Kopf: Über den Kopf verliert der Körper am meisten Wärme, also gut schützen! Mütze oder gar Balaclava, darüber evtl. die Kapuze der Soft- oder Hardshell, um den Wind draußen zu halten.

Hände: Kombinieren! Ersatz-Handschuhe wie Ersatzsocken wasserdicht verpackt im Rucksack. Gummierte Gärtner-Handschuhe aus dem Baumarkt, gibt's auch in der Winterausführung. Evtl. dünne Seiden-Unterziehhandschuhe (im Motorradladen gibt's die oft günstiger als im Outdoorladen), darüber wasserdichte Handschuhe. Je nach Anwendung lieber Fäustlinge benutzen, die halten die Finger warm.

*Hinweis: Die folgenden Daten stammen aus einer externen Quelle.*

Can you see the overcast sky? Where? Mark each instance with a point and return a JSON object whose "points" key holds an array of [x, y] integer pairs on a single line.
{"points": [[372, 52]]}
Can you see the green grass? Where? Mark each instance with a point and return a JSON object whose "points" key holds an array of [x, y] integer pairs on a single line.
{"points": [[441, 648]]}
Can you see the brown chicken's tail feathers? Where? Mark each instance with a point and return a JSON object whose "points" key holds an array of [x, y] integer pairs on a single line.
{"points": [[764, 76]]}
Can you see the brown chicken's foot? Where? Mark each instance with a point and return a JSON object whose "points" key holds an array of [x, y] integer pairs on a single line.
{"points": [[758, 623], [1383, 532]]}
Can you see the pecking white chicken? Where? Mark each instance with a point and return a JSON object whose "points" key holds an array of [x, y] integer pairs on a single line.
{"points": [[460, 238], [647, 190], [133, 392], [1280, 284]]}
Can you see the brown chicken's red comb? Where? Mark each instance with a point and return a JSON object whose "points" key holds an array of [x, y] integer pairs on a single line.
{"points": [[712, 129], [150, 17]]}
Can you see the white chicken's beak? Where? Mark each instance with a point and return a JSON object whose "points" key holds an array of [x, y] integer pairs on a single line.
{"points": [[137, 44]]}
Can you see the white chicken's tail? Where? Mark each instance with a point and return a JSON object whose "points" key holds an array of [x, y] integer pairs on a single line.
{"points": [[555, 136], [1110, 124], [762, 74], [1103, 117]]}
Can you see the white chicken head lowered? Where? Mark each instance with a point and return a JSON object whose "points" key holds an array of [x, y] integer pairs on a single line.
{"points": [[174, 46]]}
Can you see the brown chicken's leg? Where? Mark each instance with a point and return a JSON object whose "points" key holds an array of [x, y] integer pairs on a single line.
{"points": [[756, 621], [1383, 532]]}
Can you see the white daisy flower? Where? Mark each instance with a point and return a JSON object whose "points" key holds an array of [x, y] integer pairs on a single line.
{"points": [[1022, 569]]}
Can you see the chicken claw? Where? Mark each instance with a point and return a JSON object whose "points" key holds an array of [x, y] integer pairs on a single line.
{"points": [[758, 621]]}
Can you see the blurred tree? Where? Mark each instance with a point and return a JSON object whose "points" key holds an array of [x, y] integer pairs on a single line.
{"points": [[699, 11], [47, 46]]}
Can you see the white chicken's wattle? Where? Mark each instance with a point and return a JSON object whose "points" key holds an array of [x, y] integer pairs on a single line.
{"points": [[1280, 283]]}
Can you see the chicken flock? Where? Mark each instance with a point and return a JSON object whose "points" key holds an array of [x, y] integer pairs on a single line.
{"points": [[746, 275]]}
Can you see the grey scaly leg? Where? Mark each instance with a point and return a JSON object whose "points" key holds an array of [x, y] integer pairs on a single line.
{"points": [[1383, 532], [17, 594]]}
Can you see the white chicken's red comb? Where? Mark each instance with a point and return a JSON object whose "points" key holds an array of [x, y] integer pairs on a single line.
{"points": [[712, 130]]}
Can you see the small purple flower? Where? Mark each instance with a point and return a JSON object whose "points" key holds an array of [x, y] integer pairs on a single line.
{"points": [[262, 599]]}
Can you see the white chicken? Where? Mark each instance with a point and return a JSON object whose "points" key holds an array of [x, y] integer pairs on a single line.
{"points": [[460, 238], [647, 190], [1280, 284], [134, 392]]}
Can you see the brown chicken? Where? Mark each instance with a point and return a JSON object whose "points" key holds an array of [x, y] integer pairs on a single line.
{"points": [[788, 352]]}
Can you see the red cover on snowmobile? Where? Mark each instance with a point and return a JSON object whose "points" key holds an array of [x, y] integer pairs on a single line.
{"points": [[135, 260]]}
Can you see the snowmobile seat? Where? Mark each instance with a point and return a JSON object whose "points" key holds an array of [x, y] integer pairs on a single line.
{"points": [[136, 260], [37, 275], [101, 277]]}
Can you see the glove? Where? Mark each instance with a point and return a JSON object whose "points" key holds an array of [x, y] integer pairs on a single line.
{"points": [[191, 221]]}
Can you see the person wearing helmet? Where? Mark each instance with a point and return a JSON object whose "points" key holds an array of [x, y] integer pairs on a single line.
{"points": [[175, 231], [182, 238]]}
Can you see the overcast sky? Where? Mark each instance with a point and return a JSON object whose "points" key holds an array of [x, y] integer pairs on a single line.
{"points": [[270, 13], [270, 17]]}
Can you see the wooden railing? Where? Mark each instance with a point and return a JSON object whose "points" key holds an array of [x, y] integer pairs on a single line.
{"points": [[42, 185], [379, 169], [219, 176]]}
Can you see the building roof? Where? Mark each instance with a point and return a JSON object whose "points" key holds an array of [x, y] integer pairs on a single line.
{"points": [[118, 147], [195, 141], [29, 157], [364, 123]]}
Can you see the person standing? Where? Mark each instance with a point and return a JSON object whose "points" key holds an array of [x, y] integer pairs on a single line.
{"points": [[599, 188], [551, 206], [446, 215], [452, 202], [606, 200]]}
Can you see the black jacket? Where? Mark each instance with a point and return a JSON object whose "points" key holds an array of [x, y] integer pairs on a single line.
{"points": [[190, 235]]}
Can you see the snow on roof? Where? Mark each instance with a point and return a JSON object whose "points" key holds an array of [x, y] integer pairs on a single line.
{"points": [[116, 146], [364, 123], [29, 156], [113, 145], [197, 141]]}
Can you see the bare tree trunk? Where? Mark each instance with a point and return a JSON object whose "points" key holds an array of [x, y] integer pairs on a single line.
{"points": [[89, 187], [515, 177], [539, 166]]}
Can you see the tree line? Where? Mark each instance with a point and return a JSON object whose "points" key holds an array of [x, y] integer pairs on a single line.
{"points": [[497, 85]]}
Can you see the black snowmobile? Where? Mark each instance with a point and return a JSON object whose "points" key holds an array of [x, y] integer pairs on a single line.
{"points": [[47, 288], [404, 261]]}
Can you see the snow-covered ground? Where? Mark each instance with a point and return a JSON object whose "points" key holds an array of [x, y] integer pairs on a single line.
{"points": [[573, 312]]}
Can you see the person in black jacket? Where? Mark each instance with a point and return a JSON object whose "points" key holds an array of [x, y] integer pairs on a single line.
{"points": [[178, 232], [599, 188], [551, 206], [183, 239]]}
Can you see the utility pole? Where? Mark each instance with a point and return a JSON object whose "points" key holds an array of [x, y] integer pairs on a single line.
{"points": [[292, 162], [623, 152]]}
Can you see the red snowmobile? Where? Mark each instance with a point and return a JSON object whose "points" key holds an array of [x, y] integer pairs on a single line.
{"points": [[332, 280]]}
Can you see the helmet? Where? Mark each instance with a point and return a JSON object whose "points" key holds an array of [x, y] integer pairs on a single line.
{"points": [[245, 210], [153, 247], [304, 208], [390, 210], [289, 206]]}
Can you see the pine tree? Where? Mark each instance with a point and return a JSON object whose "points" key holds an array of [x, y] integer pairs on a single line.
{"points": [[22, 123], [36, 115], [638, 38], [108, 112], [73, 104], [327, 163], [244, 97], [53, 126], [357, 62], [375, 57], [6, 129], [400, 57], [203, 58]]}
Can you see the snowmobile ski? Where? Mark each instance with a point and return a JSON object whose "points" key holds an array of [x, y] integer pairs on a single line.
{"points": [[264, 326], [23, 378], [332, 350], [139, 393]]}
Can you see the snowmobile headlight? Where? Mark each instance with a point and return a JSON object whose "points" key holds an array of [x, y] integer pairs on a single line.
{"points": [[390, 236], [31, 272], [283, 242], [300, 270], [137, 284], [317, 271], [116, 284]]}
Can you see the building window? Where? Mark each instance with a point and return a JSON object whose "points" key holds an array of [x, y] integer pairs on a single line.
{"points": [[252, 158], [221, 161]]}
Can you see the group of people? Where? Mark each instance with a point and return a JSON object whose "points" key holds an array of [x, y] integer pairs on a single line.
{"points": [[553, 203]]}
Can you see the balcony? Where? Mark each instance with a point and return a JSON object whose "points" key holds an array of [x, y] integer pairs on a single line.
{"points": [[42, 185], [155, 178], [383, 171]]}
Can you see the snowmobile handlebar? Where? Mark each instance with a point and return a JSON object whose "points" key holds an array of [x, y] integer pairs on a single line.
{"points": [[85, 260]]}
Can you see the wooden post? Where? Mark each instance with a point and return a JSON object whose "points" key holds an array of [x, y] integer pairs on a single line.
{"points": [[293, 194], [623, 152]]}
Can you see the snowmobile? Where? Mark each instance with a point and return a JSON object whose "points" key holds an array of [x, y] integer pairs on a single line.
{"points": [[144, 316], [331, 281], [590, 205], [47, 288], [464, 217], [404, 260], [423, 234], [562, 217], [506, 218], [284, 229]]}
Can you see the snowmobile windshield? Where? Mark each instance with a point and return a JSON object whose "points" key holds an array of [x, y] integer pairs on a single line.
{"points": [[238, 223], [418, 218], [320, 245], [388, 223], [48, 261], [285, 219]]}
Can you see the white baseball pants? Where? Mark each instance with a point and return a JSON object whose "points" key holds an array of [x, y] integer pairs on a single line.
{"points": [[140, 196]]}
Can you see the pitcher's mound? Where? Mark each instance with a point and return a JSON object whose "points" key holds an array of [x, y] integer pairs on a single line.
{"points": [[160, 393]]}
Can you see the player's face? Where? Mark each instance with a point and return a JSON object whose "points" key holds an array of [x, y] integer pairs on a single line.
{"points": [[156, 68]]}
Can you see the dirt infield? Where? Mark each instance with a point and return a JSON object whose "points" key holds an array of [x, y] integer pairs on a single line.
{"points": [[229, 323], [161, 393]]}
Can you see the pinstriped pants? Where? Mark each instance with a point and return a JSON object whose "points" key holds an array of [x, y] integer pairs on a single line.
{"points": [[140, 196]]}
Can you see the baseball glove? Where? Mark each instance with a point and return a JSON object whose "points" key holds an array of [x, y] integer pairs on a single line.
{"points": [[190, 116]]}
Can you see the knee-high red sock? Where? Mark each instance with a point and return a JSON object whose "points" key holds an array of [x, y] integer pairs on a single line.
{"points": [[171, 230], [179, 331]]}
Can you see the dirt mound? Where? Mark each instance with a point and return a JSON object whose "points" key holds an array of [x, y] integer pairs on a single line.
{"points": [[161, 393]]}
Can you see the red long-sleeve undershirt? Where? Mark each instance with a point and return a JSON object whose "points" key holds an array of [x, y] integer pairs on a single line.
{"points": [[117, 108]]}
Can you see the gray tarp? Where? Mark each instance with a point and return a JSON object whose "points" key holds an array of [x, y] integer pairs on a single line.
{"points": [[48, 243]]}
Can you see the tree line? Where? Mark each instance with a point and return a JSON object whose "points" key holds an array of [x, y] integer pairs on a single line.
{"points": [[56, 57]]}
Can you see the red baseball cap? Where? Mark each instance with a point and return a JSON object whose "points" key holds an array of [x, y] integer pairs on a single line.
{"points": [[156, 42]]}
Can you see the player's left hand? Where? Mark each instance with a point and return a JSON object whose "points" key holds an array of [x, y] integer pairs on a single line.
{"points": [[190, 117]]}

Allgemeine Grundregeln zur Kleidungswahl

  • Wer beim losgehen nicht friert, ist zu warm angezogen!
  • Zu viele Schichten über einander getragen bringt nichts, der Körper verwendet viel Energie damit, die vielen Luftschichten zu erwärmen. Besser also gute, taugliche Schichten kombinieren.
  • Auch wenn das Wetter gut zu sein scheint, immer ausreichend Isolation mitnehmen, Biwaksack einpacken.